Variety called it "an idiotic horror potboiler".
British horror critic Alan Jones gave the film a scathing review in the Radio Times, saying that "Garris tries to inject life into the pathetic script... but this underdeveloped material is so poor he's constantly fighting a losing battle. There's little to engage the attention in an idiotic potboiler off the creaky King conveyor belt.
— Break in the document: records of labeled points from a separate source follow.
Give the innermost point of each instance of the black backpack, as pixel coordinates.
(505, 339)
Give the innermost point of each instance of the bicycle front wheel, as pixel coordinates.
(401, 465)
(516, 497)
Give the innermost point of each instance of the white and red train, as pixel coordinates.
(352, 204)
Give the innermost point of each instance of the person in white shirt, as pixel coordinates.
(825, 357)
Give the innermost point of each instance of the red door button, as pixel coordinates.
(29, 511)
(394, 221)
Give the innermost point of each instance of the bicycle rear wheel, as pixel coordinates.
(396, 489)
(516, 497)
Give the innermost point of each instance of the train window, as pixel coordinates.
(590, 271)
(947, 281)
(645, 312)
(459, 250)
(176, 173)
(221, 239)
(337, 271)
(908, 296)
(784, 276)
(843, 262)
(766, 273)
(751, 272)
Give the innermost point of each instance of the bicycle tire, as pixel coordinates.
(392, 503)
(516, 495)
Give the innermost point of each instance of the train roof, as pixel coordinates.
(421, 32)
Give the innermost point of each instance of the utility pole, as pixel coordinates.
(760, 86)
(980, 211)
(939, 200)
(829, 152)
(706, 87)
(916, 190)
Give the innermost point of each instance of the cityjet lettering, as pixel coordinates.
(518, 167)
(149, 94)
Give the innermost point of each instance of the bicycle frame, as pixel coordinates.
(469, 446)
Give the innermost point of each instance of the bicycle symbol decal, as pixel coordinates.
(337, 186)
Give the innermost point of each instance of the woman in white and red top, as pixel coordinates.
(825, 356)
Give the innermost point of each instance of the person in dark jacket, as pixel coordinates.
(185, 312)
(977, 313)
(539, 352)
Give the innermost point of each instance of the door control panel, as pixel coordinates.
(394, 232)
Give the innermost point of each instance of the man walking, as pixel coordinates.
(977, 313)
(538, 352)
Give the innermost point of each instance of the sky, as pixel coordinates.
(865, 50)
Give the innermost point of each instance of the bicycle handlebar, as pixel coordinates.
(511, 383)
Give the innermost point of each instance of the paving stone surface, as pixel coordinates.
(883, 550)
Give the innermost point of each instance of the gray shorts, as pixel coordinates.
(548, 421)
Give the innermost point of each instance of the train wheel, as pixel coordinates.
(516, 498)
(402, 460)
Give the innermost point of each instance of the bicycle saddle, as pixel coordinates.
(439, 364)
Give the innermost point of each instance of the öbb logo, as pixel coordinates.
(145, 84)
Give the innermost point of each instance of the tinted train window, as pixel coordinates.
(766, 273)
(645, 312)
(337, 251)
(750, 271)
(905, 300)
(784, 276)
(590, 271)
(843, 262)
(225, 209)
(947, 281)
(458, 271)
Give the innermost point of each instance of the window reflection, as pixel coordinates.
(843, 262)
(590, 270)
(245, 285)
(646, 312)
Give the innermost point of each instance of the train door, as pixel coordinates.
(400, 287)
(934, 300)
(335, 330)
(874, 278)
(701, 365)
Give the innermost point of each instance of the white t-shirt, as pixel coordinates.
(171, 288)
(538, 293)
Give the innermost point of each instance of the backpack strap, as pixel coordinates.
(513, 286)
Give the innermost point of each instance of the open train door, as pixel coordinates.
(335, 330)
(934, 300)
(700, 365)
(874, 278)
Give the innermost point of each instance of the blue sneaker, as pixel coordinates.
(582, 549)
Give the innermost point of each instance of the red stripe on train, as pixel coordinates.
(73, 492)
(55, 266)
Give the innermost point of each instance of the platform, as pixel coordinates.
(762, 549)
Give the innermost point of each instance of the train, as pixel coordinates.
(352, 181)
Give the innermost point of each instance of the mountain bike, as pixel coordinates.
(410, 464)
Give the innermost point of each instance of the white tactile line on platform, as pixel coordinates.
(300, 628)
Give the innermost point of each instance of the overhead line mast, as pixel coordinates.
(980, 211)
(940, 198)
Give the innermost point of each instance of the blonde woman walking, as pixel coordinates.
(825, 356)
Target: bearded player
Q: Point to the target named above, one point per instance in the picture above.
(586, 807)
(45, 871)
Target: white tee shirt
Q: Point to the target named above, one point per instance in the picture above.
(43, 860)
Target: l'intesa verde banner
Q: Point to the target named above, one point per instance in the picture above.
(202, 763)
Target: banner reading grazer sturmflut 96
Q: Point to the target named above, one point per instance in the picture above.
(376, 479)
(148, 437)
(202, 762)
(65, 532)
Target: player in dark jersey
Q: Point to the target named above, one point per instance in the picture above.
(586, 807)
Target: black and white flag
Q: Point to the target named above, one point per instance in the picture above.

From the daft prologue set in Bodega Bay where Hitchcock filmed The Birds to the soggy moggy climax, this is absurdly unscary and confusingly dull." In Horror Films FAQ: All That's Left to Know About Slashers, Vampires, Zombies, Aliens, and More, John Kenneth Muir praised the first half of the film, stating: "Sleepwalkers starts out in fine form, as a serious, grim, involving horror film about the last two survivors of a species doing what they must to survive, Krige is incredibly sensual as the half-crazed mother who must be 'fed' through the act of sexual intercourse with her son." He then says that the latter half of the film "devolves into a campy disaster."

==Proposed sequel==
In April 2020, on his Post Mortem podcast during a listener Q&A session with producer of his podcast Joe Russo, Garris confirmed that there was discussion from Columbia Pictures about a sequel, saying in full, "There was a little bit of talk. I mean, the movie was successful, it was the #1 movie the week that it came out. I never heard the studio talk about it, but Tabitha King, Stephen King's wife, actually wrote a treatment for a sequel to Sleepwalkers that involved a women's basketball team somehow. I'm not sure how, I never read it, but King was very excited that Tabby came up with this. But it was a sequel that nobody at the studio gave a shit about. You know, they liked the money that Sleepwalkers made, but it was not a prestige release by any means, so they never even thought about Sleepwalkers after." Both Garris and Russo then discussed a potential reboot, with Garris expressing surprise that there was seemingly no interest, with Russo admitting that "We had a very flirtatious conversation with a production company about a year ago, maybe. It was nothing more than flirting."